A continuous Uniform distribution on $[0,1]$.

#### Problem 4 (f): Suppose I have only one coin with some unknown probability of flipping heads $p$. If I think 50% is the likeliest value for $p$ and, as we get farther away from 50%, that value is less and less likely, what named distribution could I use?

**Answer:**

- We might use a Normal distribution with a mean of 50%. In this case, the likeliest value for $p$ is 50% and each value for $p$ is less likely as we get farther from 50%. We'll want to select a $\sigma$ that accurately reflects how much certainty we have in 50%. For example, if we use a $Normal$(0.5,0.5), then we're relatively uncertain in the true value. If we use a $Normal$(0.5, 0.01), though, we're much more certain that 50% is the best value. (In this case, 99.7% of observations would be between 0.47 and 0.53.)
    - A downside to this choice is that the Normal distribution is supported between $-\infty$ and $+\infty$. Thus, we'll have positive probabilities outside of $[0,1]$. We'll want to select a $\sigma$ value that minimizes how much [leakage](https://arxiv.org/abs/1201.3611) we observe.
- Beta distribution is a great choice for probabilities because it's a continuous distribution defined between 0 and 1. In this case, we might select a $Beta(\alpha, \beta)$ where $\alpha = \beta$. If $\alpha = \beta$, then the distribution is symmetric. If $\alpha$ and $\beta$ are both greater than 1, then the mode (peak) will be at 0.5.

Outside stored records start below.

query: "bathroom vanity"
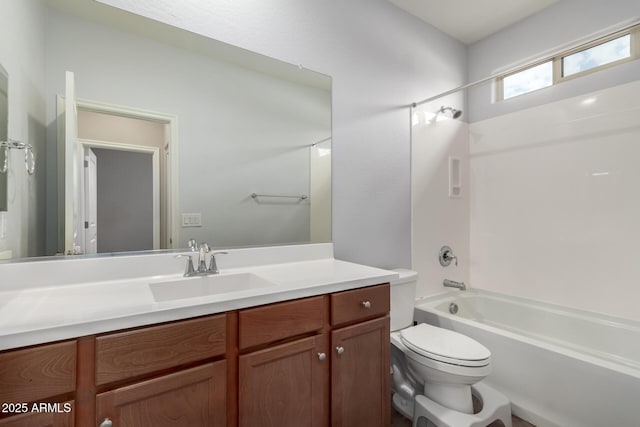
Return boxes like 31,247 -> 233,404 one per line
0,244 -> 396,427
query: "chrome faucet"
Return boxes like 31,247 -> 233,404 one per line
442,279 -> 467,291
176,239 -> 227,277
438,246 -> 458,267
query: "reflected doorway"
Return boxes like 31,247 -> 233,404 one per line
78,105 -> 171,253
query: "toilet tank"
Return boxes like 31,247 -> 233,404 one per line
390,268 -> 418,331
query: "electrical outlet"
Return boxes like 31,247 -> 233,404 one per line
182,213 -> 202,227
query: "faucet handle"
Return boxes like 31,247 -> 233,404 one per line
438,246 -> 458,267
176,254 -> 195,277
198,242 -> 209,273
207,252 -> 229,274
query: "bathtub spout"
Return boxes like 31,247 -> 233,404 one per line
442,279 -> 467,291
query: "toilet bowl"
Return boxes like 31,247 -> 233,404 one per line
390,270 -> 511,427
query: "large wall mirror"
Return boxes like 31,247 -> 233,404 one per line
1,0 -> 331,255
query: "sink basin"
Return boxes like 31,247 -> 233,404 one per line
149,273 -> 274,302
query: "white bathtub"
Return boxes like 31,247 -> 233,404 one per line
415,290 -> 640,427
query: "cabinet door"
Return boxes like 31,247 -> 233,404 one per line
0,401 -> 74,427
239,335 -> 329,427
96,360 -> 226,427
331,317 -> 391,427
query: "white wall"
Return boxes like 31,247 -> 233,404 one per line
0,1 -> 45,258
47,8 -> 331,251
97,0 -> 466,267
467,0 -> 640,122
470,81 -> 640,320
411,95 -> 470,298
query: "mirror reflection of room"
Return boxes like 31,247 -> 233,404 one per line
0,0 -> 331,259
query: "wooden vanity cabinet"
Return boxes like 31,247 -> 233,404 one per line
95,314 -> 227,427
0,284 -> 390,427
238,284 -> 391,427
0,340 -> 76,427
331,285 -> 391,427
96,360 -> 227,427
238,296 -> 330,427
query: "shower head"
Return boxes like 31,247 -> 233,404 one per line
438,106 -> 462,119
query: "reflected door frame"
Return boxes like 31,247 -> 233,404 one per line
78,138 -> 160,253
65,99 -> 179,254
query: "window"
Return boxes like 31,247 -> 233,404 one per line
562,34 -> 631,77
497,25 -> 640,101
502,61 -> 553,99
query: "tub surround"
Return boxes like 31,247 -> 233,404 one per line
0,244 -> 398,350
415,290 -> 640,427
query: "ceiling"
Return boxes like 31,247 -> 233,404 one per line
389,0 -> 558,44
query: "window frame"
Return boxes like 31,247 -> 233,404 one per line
495,24 -> 640,102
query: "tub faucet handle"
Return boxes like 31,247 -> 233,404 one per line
438,246 -> 458,267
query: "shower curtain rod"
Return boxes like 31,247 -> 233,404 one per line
311,136 -> 331,147
407,17 -> 640,108
408,73 -> 496,108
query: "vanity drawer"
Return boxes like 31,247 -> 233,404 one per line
238,296 -> 325,350
0,340 -> 76,403
96,314 -> 227,385
331,284 -> 390,326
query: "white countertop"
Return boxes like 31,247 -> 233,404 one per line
0,248 -> 398,350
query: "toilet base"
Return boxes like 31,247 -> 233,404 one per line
413,383 -> 512,427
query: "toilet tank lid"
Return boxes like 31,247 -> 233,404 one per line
391,268 -> 418,286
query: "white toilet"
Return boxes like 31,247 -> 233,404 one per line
391,269 -> 511,427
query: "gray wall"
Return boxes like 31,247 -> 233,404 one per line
106,0 -> 466,267
467,0 -> 640,122
92,148 -> 153,253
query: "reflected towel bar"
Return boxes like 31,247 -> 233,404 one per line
251,193 -> 309,200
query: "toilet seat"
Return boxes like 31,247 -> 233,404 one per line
400,323 -> 491,367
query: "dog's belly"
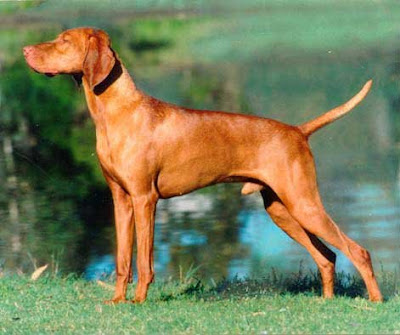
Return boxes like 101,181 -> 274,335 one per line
157,165 -> 256,199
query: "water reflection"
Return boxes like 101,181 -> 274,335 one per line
85,184 -> 400,279
0,15 -> 400,279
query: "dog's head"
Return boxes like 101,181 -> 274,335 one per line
23,28 -> 116,89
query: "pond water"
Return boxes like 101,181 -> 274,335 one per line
0,9 -> 400,280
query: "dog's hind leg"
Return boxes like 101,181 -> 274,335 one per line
261,187 -> 336,298
271,150 -> 382,301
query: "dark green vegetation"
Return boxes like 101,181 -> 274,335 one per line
0,1 -> 400,320
0,274 -> 400,334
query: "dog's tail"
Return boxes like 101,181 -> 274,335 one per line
298,80 -> 372,137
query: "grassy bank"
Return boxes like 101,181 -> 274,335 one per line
0,276 -> 400,334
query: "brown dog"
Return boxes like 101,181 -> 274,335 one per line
24,28 -> 382,302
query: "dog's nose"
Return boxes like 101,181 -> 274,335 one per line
22,45 -> 33,56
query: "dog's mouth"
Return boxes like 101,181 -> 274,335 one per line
44,71 -> 58,78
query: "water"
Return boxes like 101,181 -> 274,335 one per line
0,9 -> 400,280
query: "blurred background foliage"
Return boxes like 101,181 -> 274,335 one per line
0,0 -> 400,284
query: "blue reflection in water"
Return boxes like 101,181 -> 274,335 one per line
86,184 -> 400,279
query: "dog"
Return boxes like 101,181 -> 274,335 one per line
23,27 -> 382,303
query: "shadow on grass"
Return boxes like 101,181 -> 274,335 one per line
157,269 -> 400,301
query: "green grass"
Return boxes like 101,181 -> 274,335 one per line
0,274 -> 400,334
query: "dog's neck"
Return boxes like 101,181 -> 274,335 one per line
82,59 -> 142,126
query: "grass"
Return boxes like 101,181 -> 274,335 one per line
0,273 -> 400,334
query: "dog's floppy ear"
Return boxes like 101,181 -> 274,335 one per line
83,30 -> 115,90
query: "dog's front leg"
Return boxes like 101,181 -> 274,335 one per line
132,194 -> 158,303
106,177 -> 135,303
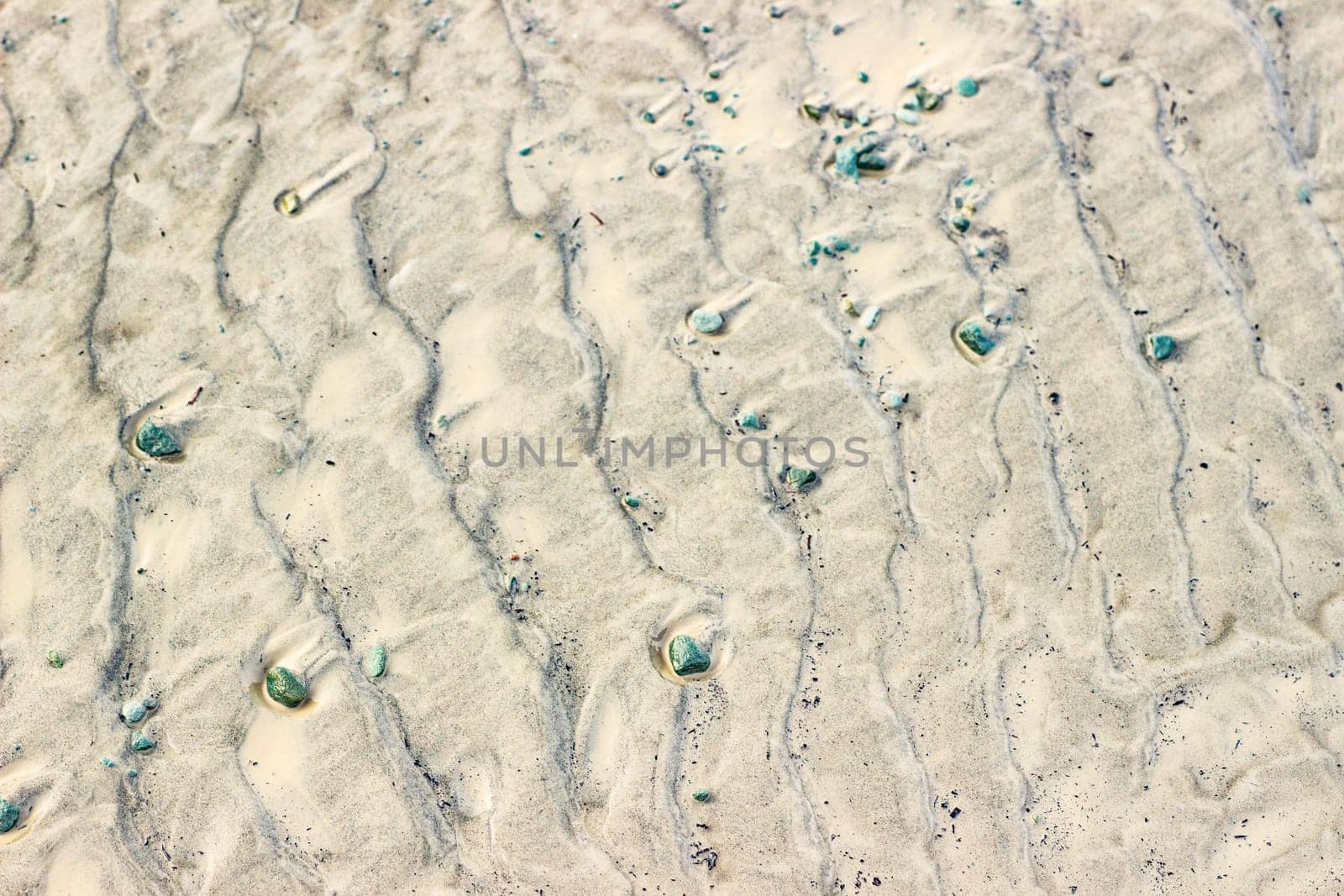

#### Problem 4 (g): When we listed out our prior probabilities for each coin, we got the same number of posterior probabilities. For example, when we had four prior probabilities (one for Coin A, one for Coin B, one for Coin C, and one for Coin D), then we had four posterior probabilities (one for Coin A, for Coin B, one for Coin C, and one for Coin D). However, if we have one prior distribution, then we will get one posterior distribution. What are some advantages to being able to summarize our posterior with one distribution instead of a big list of probabilities?

**Answer:**

- If we only need to compute one posterior distribution instead of many posterior probabilities, then we don't have to do as many manual calculations.
- If we have an uncountable number of possibilities for our prior, we cannot actually enumerate all possible posteriors. Therefore, one posterior distribution is the only way for us to properly study posterior probabilities in this case.